Cooling System and Noise
Nvidia made an effort to improve its reference cooling system for the new flagship card considering the latter’s large GPU with increased heat dissipation. There are three key improvements mentioned by Nvidia: a vapor chamber, a heatsink with a large number of aluminum fins, and an advanced fan regulation system.
It is a daunting task to dismantle the Titan’s cooler as it is secured with lots of screws that vary in type.
So, the cooler is based on a metallic frame with thermal pads. This frame cools the memory chips and some power system components. Below the casing there is an aluminum heatsink with a vapor chamber.
It is secured on the GPU individually and has no contact with the other cooler components.
The cooler has a radial fan with a decorative plastic faceplate:
We couldn’t take the fan off since it seems to be glued to the metallic frame besides being fastened to it with three screws.
The cooler’s highlighting isn’t bright, but quite beautiful:
The cooler’s operation is based on the above-mentioned GPU Boost 2.0 technology and the GPU temperature limit of 80°C. The GPU’s clock rate depends on the temperature directly.
After the temperature limit is exceeded, the boost clock rate is lowered smoothly until it reaches the base clock rate of the GK110 chip. On reaching 105°C, the card triggers a protection mode, also known as throttling. Thus, the performance of the Titan’s GPU varies dynamically depending on its temperature.
You can lift the GPU temperature limit up to 94°C using the EVGA Precision X utility:
This will keep the Titan running longer at higher frequencies, but as soon as the new temperature limit is reached, the clock rate will go down again. Here’s a diagram from Nvidia illustrating the performance/temperature correlation of the Titan’s GPU:
The speed of the cooler’s fan is regulated in such a way as to keep the graphics card quiet until the GPU is 80°C hot. After that, the fan begins to accelerate.
As you can see, Nvidia emphasizes quietness over temperature, relying on the GPU’s protection mechanisms and GPU Boost 2.0.
If the temperature limit is shifted up, the cooler’s fan will work at higher speeds, ensuring stability.
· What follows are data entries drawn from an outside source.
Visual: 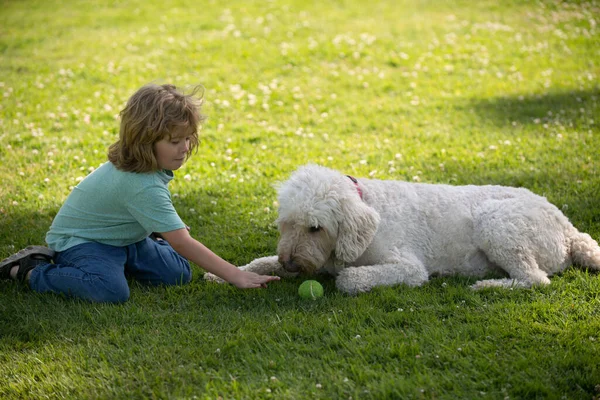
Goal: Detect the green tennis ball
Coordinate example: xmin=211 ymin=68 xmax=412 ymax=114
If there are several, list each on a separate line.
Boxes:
xmin=298 ymin=280 xmax=324 ymax=300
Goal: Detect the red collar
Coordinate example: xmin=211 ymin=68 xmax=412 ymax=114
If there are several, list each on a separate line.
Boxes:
xmin=346 ymin=175 xmax=363 ymax=199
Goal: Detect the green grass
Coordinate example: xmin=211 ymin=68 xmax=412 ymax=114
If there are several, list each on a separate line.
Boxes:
xmin=1 ymin=0 xmax=599 ymax=398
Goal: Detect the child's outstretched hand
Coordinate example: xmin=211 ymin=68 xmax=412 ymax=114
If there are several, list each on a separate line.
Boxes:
xmin=230 ymin=270 xmax=280 ymax=289
xmin=162 ymin=228 xmax=280 ymax=289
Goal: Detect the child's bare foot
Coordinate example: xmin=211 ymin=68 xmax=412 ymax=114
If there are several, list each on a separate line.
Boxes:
xmin=0 ymin=246 xmax=55 ymax=283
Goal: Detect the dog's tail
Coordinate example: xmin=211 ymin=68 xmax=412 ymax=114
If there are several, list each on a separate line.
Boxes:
xmin=569 ymin=230 xmax=600 ymax=270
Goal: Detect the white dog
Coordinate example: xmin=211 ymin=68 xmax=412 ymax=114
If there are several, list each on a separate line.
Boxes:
xmin=206 ymin=164 xmax=600 ymax=294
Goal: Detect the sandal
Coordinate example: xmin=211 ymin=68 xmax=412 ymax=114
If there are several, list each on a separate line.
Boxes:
xmin=0 ymin=246 xmax=55 ymax=283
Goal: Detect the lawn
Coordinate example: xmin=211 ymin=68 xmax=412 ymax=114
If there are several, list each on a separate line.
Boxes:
xmin=1 ymin=0 xmax=599 ymax=398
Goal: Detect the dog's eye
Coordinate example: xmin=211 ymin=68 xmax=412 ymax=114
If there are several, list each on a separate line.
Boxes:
xmin=309 ymin=226 xmax=322 ymax=233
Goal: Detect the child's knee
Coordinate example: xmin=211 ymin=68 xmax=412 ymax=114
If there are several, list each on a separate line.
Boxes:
xmin=168 ymin=261 xmax=192 ymax=285
xmin=87 ymin=278 xmax=130 ymax=303
xmin=98 ymin=287 xmax=130 ymax=303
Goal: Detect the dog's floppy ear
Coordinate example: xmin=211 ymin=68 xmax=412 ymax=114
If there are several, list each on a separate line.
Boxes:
xmin=335 ymin=196 xmax=380 ymax=262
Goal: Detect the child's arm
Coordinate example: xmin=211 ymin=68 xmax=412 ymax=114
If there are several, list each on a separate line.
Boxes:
xmin=159 ymin=228 xmax=280 ymax=288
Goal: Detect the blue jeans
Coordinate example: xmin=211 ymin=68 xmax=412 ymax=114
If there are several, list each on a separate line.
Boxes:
xmin=29 ymin=238 xmax=191 ymax=303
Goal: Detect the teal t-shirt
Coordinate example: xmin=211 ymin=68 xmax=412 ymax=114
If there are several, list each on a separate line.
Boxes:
xmin=46 ymin=162 xmax=186 ymax=252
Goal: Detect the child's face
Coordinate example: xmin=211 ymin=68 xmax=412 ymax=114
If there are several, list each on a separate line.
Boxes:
xmin=154 ymin=126 xmax=192 ymax=171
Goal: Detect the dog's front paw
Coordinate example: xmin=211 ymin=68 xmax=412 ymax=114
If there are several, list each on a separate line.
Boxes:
xmin=204 ymin=272 xmax=227 ymax=284
xmin=241 ymin=256 xmax=289 ymax=276
xmin=335 ymin=268 xmax=372 ymax=295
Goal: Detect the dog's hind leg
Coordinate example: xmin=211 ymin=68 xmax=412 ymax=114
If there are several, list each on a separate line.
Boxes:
xmin=470 ymin=245 xmax=551 ymax=290
xmin=335 ymin=254 xmax=428 ymax=295
xmin=472 ymin=198 xmax=558 ymax=290
xmin=470 ymin=277 xmax=534 ymax=290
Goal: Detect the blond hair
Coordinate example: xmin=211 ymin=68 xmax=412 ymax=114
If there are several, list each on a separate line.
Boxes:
xmin=108 ymin=83 xmax=204 ymax=172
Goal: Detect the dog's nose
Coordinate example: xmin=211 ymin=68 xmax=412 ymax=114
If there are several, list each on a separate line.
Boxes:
xmin=282 ymin=259 xmax=301 ymax=273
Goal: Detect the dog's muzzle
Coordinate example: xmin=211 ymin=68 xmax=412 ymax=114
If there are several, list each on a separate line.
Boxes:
xmin=280 ymin=258 xmax=301 ymax=273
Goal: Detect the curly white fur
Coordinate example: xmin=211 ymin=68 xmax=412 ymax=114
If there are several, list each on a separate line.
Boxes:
xmin=205 ymin=164 xmax=600 ymax=294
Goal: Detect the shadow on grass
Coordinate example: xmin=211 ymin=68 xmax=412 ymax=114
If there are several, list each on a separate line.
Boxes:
xmin=470 ymin=88 xmax=599 ymax=127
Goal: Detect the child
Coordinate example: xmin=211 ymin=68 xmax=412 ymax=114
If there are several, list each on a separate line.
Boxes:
xmin=0 ymin=83 xmax=279 ymax=303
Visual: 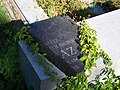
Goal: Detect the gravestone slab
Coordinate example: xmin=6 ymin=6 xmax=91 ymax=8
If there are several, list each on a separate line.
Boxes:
xmin=18 ymin=41 xmax=65 ymax=90
xmin=84 ymin=9 xmax=120 ymax=80
xmin=29 ymin=16 xmax=84 ymax=76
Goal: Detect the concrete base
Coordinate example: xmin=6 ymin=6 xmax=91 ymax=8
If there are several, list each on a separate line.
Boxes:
xmin=18 ymin=41 xmax=65 ymax=90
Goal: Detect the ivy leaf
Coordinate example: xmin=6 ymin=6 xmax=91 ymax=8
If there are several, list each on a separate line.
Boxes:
xmin=80 ymin=57 xmax=86 ymax=62
xmin=102 ymin=77 xmax=107 ymax=80
xmin=107 ymin=62 xmax=112 ymax=66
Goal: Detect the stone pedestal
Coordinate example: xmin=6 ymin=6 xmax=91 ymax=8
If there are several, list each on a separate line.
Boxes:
xmin=18 ymin=41 xmax=65 ymax=90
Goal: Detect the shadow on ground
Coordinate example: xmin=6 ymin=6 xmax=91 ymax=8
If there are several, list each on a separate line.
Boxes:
xmin=0 ymin=20 xmax=26 ymax=90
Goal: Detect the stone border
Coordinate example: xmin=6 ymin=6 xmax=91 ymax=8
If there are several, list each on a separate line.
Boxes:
xmin=19 ymin=41 xmax=65 ymax=90
xmin=5 ymin=0 xmax=48 ymax=24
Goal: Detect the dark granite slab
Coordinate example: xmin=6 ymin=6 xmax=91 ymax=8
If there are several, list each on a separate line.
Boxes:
xmin=29 ymin=16 xmax=84 ymax=76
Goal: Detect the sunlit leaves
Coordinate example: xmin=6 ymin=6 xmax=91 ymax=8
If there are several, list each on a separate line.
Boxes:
xmin=30 ymin=43 xmax=39 ymax=54
xmin=57 ymin=72 xmax=89 ymax=90
xmin=79 ymin=20 xmax=113 ymax=75
xmin=37 ymin=0 xmax=88 ymax=20
xmin=79 ymin=21 xmax=101 ymax=73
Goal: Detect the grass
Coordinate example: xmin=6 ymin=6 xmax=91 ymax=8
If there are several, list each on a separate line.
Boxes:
xmin=0 ymin=4 xmax=9 ymax=24
xmin=0 ymin=2 xmax=25 ymax=90
xmin=37 ymin=0 xmax=120 ymax=21
xmin=36 ymin=0 xmax=91 ymax=21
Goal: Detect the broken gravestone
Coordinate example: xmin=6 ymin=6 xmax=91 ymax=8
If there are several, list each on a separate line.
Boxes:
xmin=29 ymin=16 xmax=84 ymax=76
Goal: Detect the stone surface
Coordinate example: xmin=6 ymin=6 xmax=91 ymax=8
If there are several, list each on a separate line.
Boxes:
xmin=29 ymin=16 xmax=84 ymax=76
xmin=86 ymin=9 xmax=120 ymax=80
xmin=18 ymin=41 xmax=65 ymax=90
xmin=14 ymin=0 xmax=48 ymax=24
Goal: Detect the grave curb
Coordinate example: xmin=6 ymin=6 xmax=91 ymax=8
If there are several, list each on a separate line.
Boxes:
xmin=18 ymin=41 xmax=65 ymax=90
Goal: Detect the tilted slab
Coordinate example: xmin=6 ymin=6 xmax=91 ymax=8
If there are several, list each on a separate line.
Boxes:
xmin=29 ymin=16 xmax=84 ymax=76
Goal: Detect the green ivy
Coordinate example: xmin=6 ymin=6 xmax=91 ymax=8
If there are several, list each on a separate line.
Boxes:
xmin=92 ymin=68 xmax=120 ymax=90
xmin=56 ymin=72 xmax=88 ymax=90
xmin=79 ymin=20 xmax=112 ymax=74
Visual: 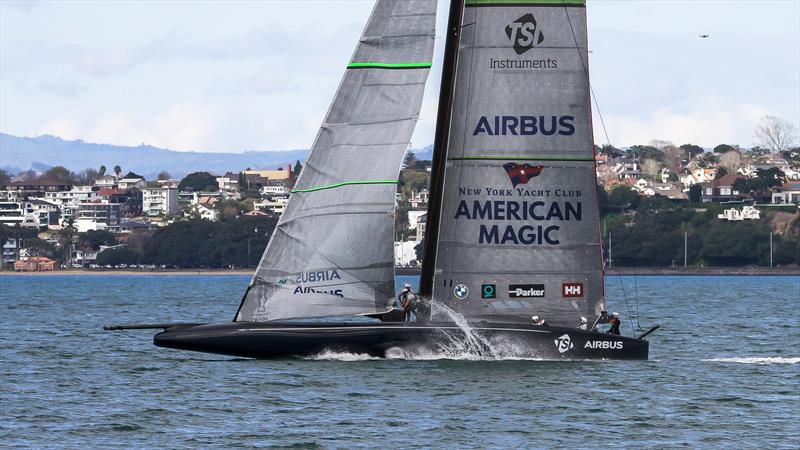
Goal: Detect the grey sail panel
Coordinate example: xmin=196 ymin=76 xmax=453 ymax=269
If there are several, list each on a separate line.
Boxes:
xmin=431 ymin=1 xmax=605 ymax=326
xmin=236 ymin=0 xmax=436 ymax=322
To test the cooler efficiency we are going to use five consecutive runs of a pretty resource-consuming Aliens vs. Predator (2010) game with the highest image quality settings in 2560x1440 resolution with 16x anisotropic filtering and MSAA 4x antialiasing. We used MSI Afterburner 3.0.0 beta 6 and GPU-Z 0.6.7 as monitoring tools. This test was performed inside a closed system case at 25°C room temperature.
So, let’s first take a look at the graphics card’s temperature at its default power and temperature limits. The fan is regulated automatically:
As you can see, the GPU quickly got as hot as 80°C during the first cycle of our gaming test. After that, the boost clock rate, which was 1006 MHz (yes, it was 1006 rather than 867 MHz), dropped first to 993 MHz and then to 876 MHz and finally to the base level of 837 MHz. In other words, if the GPU gets over 80°C hot, there is no talking about boost mode with the Titan. As for the speed of the fan, it rose from 1100 RPM to 2412 RPM and stayed at that level thereafter.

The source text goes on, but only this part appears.